Reading has many benefits. This is something that we all know of course. Definitely one of the biggest benefits of reading is that it stirs my imagination. Watching a scene is easy to the mind. There is no need to make the brain work doubly hard for everything has been set out before one’s eyes to view. However, reading is not as simple as watching a scene go by. One has to recreate the scene in one’s imagination. Because of this, one line can be interpreted a hundred different ways and it is one of the things that make it interesting. These differing opinions as to what a line or a scene means is fine because this is one of the goals of reading – make the brain work. Reading is, in a way, an exercise of the brain. And yes, reading also helps improve one’s concentration and focus.
One important benefit I have derived from reading is that it helped challenge my perspectives on different things about life in general. The different perspectives embedded by authors in their narratives helped to greatly improve my understanding of things.
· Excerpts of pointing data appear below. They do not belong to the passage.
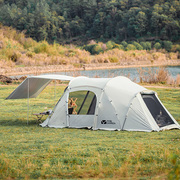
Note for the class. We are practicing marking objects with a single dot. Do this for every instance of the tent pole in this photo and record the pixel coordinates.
(28, 103)
(55, 91)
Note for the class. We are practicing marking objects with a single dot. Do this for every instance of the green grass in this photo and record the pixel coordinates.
(32, 152)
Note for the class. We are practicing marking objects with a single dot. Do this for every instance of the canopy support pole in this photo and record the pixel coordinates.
(55, 91)
(28, 103)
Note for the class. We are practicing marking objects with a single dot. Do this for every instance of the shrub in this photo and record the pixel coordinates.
(113, 59)
(167, 45)
(110, 45)
(175, 48)
(137, 45)
(130, 47)
(96, 49)
(146, 45)
(124, 43)
(42, 47)
(157, 45)
(119, 46)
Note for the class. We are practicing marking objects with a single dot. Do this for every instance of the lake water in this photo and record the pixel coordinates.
(132, 73)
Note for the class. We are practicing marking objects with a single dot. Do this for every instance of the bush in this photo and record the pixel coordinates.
(124, 44)
(41, 47)
(157, 45)
(146, 45)
(119, 46)
(176, 48)
(113, 59)
(167, 45)
(130, 47)
(137, 45)
(96, 49)
(110, 45)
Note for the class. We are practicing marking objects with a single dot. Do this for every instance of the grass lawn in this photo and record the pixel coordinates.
(28, 151)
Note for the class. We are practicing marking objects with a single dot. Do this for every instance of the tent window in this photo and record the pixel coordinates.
(82, 102)
(156, 109)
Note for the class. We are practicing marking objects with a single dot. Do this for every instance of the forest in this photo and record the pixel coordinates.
(77, 21)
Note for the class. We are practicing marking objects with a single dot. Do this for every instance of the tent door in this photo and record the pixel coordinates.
(156, 109)
(81, 121)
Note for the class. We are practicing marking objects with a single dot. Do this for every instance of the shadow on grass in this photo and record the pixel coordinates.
(19, 123)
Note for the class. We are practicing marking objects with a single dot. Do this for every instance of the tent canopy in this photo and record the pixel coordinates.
(32, 86)
(101, 103)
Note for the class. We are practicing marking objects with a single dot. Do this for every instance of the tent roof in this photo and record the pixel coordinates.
(32, 86)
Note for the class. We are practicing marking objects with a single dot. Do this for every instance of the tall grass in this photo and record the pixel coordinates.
(158, 76)
(32, 152)
(18, 50)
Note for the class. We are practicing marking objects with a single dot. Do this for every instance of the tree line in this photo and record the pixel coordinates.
(118, 20)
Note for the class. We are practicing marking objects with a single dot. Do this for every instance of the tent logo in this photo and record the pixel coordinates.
(107, 122)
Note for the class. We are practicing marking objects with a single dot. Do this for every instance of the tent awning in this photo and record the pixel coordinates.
(32, 86)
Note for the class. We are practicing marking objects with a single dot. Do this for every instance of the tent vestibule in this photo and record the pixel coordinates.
(103, 103)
While there are some perspectives that don’t sit well with me, the mere fact these different perspectives challenged my personal views is enough to appreciate reading and its benefits.
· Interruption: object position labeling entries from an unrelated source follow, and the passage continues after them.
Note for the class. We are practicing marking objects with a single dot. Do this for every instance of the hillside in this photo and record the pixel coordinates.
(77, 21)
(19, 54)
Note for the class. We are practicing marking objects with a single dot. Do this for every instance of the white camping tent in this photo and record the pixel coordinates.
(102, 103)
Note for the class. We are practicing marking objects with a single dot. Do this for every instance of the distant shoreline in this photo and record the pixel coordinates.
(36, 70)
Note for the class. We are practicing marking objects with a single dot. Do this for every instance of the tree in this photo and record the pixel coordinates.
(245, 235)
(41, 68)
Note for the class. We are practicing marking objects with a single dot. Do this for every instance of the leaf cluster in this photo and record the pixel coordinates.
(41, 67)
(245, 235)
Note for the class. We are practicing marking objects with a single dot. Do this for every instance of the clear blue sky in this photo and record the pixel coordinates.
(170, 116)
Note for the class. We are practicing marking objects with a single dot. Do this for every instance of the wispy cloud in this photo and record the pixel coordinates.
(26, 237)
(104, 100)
Reading has enriched my vocabulary.
My vocabulary has grown leaps and bounds since I started to take reading seriously. During the first years of my reading journey, I acted like a sponge. I took note of every new word I encountered. Some of these words are “fathom”, “albeit”, “loquacious”, “inebriated”, “tumult”, “plethora”, “enigma”, “mundane”, and “sedentary”. The list is quite long, to be honest. Most of these are words that one don’t ordinarily encounter in daily conversations but I got to learn about them because of my reading habit. I have also incorporated these words, and many more, into my own vocabulary. Some have even become quirks of my own writing. For instance, I rarely use the phrase “I cannot understand”. In its stead, I have been using “I cannot fathom”. Albeit and absurd have also become prominent presences in my writing. One of the more recent works that I have been incorporating in my writing is “seminal”. Before that, “quotidian” has become a fixture of my writing. It has become my habit to substitute these new words I learn on their more common synonyms. I do this to make the words stick to my mind I guess.
Books keep me company.
At countless times, especially during the lockdowns as a result of the pandemic, I find myself lonely. Because of life as well, it has become quite a challenge finding friends to keep one company. During these times, I turn to reading and books to keep me warm on lonesome nights. They are my friends. At times, I refer to my books as my date for the night. Sometimes, satisfying our needs is not as complicated as it seems. We can keep it simple. For me, I just need a good book and a warm cup of coffee.
I hope you enjoyed my Top Ten Tuesday post. How about you fellow reader? What makes you enjoy reading? I hope you can share them in the comment box. For now, have a great Tuesday and a great week ahead! Keep safe, always.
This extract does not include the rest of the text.